I gripped the arms of the chair and flexed. They bent a little, but nothing broke. I rammed them back and forth; the chair creaked and groaned, but nothing gave. I planted my feet and pushed, trying to topple the chair backward; it crackled and popped, but it remained fixed. The spell was too strong for me to simply break out of.

Hagus was white-knuckled in his own chair, metaphysical sweat beading his brow. His look of concentration was absolute. I could tell he was focused on maintaining his spell, and that I was straining it. If I could break free—and, during the night, with that kind of power at my disposal, I might—then I could escape the spell entirely. Or… could I… since we were both actually here, in a very real, if non-corporeal way…

After a few minutes, while my transformation was ongoing, I realized I wasn’t on fire. It didn’t hurt. At least, it didn’t hurt any more than it normally does. After a few minutes more, I relaxed.

I smiled at him, showing fangs. He turned white and his eyes tried to jump out of their sockets.

“Want to give up now?” I asked.

“How have you managed to avoid destruction?”

“I have no idea. You’re out to kill me; I’m guessing someone doesn’t want you to,” I said. His eyes flicked left and right, at the figures seated at either hand, then focused on me again. I continued with, “I guess it’s possible I was in enough shadow during the sunset that I’m just badly hurt, rather than destroyed, but I don’t think that’s it.” I thought about it for a moment. “No, I get the feeling that someone helped. It’s just a feeling, though. I don’t suppose you’d care to quit now and let me go check?”

Hagus’ mouth turned into a narrow line as his lips pressed together.

“Then we’ll just have to kill you more than once,” he observed, and focused on the arena again.
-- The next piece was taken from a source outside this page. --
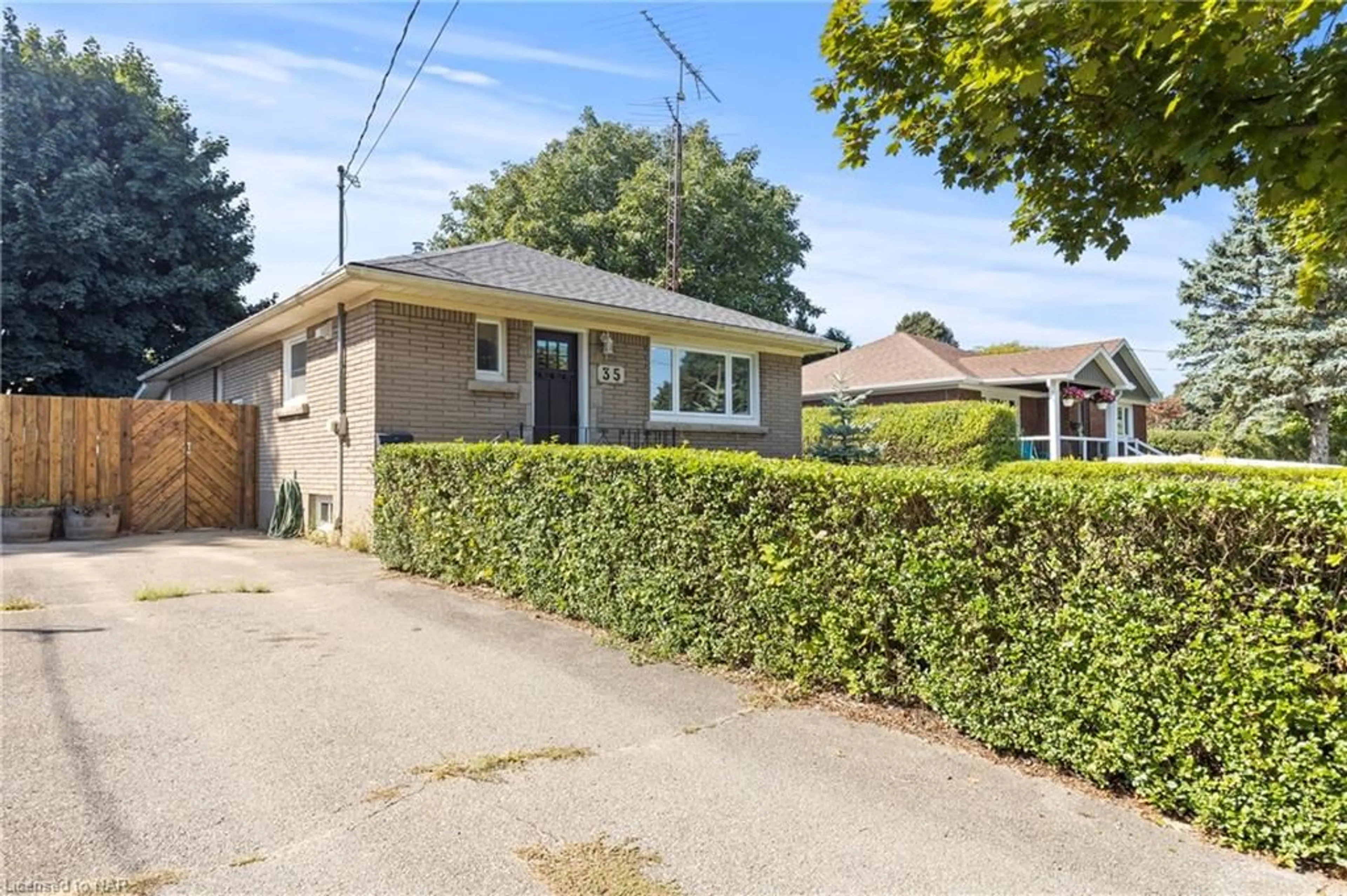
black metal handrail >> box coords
[497,423,678,447]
“I thought you might say that.”

While we spoke, I reached out with the dark lines of my spirit, slithering them along the chair, down to the floor, and around the arena. The shadow-figures were real, I discovered, but not truly connected to the spell. They seemed to connect through Hagus, which made magical sense. He was the one casting the spell and participating in the contest. They were just along for the ride, loaning him the power necessary to push the spell far enough and strongly enough to drag me into it and keep me inside it. Hagus was the key to the spell; they were just extra batteries.
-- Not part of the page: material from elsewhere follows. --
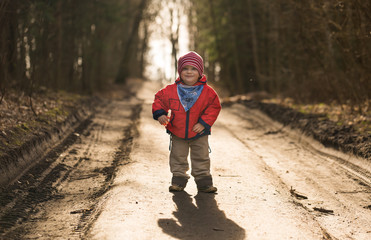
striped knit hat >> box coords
[178,52,204,77]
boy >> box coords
[152,52,221,193]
If I could sever their connection, the spell wouldn’t have the power to continue. Unfortunately, they were grouped together somewhere far distant, and connected only through Hagus. I would have to reach through him to get to them, or even to get to the connections between Hagus and them.

On the other hand,
Hagus
was here. My tendrils could reach him.

The arena filled with a heaving mass of formlessness. It ate at the eyes with colors indescribable; it fluxed and shifted in ways that defied geometry. I was instantly repulsed by it, feeling an instinctive, fundamental revulsion. It was a something that had no business existing.

Hagus grinned at me.

“There you go. Defeat that.”

I wanted nothing to do with it. It reminded me far too much of Things Man Was Not Meant To Know. For all I knew, it was exactly that. I wondered where Hagus had conjured it from and then realized I wanted desperately to never find out.

I’ve never seen an actual nuclear weapon detonation. I’ve seen lots of film, though. It was worth a shot. I shielded my eyes and handed it what I recalled from the Castle Bravo nuclear device.
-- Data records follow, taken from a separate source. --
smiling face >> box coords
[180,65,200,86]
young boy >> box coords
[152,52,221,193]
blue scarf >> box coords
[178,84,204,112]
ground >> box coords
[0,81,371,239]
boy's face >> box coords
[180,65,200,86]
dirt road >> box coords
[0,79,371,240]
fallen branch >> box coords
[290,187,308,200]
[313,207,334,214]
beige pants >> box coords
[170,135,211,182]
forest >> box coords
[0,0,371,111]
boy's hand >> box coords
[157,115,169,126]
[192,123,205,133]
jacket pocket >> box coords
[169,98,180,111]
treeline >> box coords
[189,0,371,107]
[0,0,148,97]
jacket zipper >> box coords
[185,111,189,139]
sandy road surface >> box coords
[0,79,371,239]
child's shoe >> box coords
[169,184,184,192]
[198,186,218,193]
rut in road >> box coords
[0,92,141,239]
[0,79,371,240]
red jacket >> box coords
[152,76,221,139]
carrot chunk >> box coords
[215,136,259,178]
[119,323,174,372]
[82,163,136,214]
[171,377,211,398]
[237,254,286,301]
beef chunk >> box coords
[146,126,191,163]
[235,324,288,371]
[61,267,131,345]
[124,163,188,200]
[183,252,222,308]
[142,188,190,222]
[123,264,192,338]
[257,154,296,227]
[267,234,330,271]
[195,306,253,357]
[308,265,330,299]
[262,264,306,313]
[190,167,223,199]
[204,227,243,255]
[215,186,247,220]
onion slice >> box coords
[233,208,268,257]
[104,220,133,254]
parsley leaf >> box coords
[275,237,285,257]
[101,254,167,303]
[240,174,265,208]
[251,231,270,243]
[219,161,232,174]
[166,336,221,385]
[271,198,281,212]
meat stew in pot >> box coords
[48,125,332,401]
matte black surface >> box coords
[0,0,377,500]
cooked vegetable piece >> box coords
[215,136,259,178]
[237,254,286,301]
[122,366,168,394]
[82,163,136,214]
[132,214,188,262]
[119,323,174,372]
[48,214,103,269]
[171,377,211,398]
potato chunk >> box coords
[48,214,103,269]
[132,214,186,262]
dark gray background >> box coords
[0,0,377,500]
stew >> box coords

The arena blazed white. I could see the bones of my hand through the skin. Hagus screamed.

The light faded. The arena, undamaged, was empty. Hagus was white and shaking, pressed back in his chair with his hands over his eyes.

Hmm. Apparently, things in the arena can affect us
, I thought. It might be important. On the other hand, if the bomb had been to scale, we were close enough that we should have been vaporized, or at least deep-fried. The arena must incorporate some sort of safeties. They probably didn’t anticipate something that gave off that much light, though… So, at a guess, it couldn’t
really
affect us, other than as something we could see.

Okay. I could use that.

I continued to feel my way along with tendrils, delicately tracing the legs of Hagus’ chair and working my way up along the sides and back. Hagus took a minute to recover, and I let him take his time.